转换 pipeline 以使用 ray 后端运行。
分配资源：副本数 1，因为我们希望节点中只有一个任务实例，GPU 数量等于 8，使用整个节点。鉴于我们在 slurm 文件中定义了使用 3 个节点的脚本，这将使用所有 3 个可用节点，每个任务使用 8 个 GPU。
以 TRL 预期的格式准备列以进行训练。

单击以查看用于运行先前 pipeline 的 slurm 文件。这是我们常用的 slurm 文件，使用 3 个 8xH100 节点。

Slurm 文件

#!/bin/bash
#SBATCH --job-name=math-shepherd-test-ray
#SBATCH --partition=hopper-prod
#SBATCH --qos=normal
#SBATCH --nodes=3
#SBATCH --exclusive
#SBATCH --ntasks-per-node=1
#SBATCH --gpus-per-node=8
#SBATCH --output=./logs/%x-%j.out
#SBATCH --err=./logs/%x-%j.err
#SBATCH --time=48:00:00

set -ex

module load cuda/12.1

echo "SLURM_JOB_ID: $SLURM_JOB_ID"
echo "SLURM_JOB_NODELIST: $SLURM_JOB_NODELIST"

source .venv/bin/activate

# Getting the node names
nodes=$(scontrol show hostnames "$SLURM_JOB_NODELIST")
nodes_array=($nodes)

# Get the IP address of the head node
head_node=${nodes_array[0]}
head_node_ip=$(srun --nodes=1 --ntasks=1 -w "$head_node" hostname --ip-address)

# Start Ray head node
port=6379
ip_head=$head_node_ip:$port
export ip_head
echo "IP Head: $ip_head"

# Generate a unique Ray tmp dir for the head node
head_tmp_dir="/tmp/ray_tmp_${SLURM_JOB_ID}_head"

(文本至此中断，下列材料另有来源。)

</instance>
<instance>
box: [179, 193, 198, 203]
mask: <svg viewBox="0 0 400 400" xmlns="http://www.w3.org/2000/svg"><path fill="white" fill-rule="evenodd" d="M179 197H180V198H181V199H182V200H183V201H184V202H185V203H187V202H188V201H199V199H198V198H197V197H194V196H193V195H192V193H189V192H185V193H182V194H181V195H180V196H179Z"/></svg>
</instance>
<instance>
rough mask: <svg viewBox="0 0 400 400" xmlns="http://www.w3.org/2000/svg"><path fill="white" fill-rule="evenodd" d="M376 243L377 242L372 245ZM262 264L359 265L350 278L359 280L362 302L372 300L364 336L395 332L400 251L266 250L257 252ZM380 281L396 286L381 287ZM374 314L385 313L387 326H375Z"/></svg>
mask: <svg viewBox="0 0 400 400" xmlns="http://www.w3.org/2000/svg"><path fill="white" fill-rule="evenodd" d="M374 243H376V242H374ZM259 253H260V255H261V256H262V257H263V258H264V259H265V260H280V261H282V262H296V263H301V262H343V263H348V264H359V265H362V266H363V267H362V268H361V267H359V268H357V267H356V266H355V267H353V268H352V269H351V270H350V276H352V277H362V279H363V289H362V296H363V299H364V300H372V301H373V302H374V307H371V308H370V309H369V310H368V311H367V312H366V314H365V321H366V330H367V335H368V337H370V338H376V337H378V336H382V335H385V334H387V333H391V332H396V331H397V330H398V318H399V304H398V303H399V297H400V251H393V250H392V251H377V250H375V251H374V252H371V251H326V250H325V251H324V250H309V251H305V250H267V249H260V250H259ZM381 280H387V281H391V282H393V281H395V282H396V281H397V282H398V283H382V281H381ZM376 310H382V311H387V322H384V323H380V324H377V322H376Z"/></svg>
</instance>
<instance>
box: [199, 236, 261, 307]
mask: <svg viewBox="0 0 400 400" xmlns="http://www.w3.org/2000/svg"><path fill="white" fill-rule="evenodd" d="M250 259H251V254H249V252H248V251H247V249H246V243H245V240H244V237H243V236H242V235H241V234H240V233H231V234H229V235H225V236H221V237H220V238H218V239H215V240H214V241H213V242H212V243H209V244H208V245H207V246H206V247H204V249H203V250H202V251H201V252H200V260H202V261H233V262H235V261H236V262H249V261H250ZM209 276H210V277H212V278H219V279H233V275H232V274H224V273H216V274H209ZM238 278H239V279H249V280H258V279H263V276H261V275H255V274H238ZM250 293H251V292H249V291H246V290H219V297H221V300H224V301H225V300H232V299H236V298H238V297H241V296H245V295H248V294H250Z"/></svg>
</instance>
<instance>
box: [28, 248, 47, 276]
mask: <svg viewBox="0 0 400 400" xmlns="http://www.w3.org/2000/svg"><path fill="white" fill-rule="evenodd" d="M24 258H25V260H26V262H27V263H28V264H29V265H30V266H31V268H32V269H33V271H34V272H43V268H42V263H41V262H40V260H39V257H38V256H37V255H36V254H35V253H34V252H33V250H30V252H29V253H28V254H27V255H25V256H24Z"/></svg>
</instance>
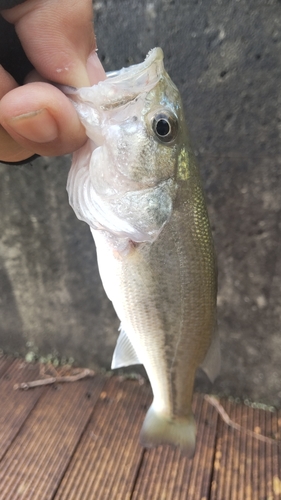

echo "Starting HEAD at $head_node"
srun --nodes=1 --ntasks=1 -w "$head_node" \
    ray start --head --node-ip-address="$head_node_ip" --port=$port \
    --dashboard-host=0.0.0.0 \
    --dashboard-port=8265 \
    --temp-dir="$head_tmp_dir" \
    --block &

# Give some time to head node to start...
sleep 10

# Start Ray worker nodes
worker_num=$((SLURM_JOB_NUM_NODES - 1))

# Start from 1 (0 is head node)
for ((i = 1; i <= worker_num; i++)); do
    node_i=${nodes_array[$i]}
    worker_tmp_dir="/tmp/ray_tmp_${SLURM_JOB_ID}_worker_$i"
    echo "Starting WORKER $i at $node_i"
    srun --nodes=1 --ntasks=1 -w "$node_i" \
        ray start --address "$ip_head" \
        --temp-dir="$worker_tmp_dir" \
        --block &
    sleep 5
done

# Give some time to the Ray cluster to gather info
sleep 60

# Finally submit the job to the cluster
RAY_ADDRESS="http://$head_node_ip:8265" ray job submit --working-dir pipeline -- python -u pipeline_math_shepherd_ray.py

最终数据集

结果数据集可以在以下位置查看：plaguss/test_math_shepherd_prm_ray。